Is it really as simple as "When the Federal Reserve cuts rates, it's great for the market" or "When the Fed raises rates, it's bad for the stock market"?
Michael Panzer of Financial Armageddon recently asked this question, as well as provided an excellent graph detailing stock market returns and Federal Funds rate at his post "Is Aggressive Fed Easing Really Bullish for Stocks?"
This is a concept I've been at odds with the financial media for quite some time, but I felt alone in my view.
Traditional thinking goes like this:
"When the Fed raises rates, it chokes off money supply through higher interest rates and decreases capital expansion, so it's bad for the market. However, when the Fed lowers rates, it's great for the market for the opposite reason. With lower cost of carry rates and lower interest payments, companies can take on more loans and expand their business, as well as the consumer can purchase more items (including bigger purchases like houses and cars) on credit or loans (or mortgages)."

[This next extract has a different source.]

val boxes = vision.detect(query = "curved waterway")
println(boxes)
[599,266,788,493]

That's absolutely true, but what does it mean when the Fed raises or lowers rates?
Typically, the Federal Reserve raises interest rates to prevent rampant inflation from runaway expansions caused by 'easy money.' If the Fed kept rates at 1%, then so many businesses would be expanding and consumers would be spending that inflation (through higher demand) will causes everyday prices to skyrocket as well.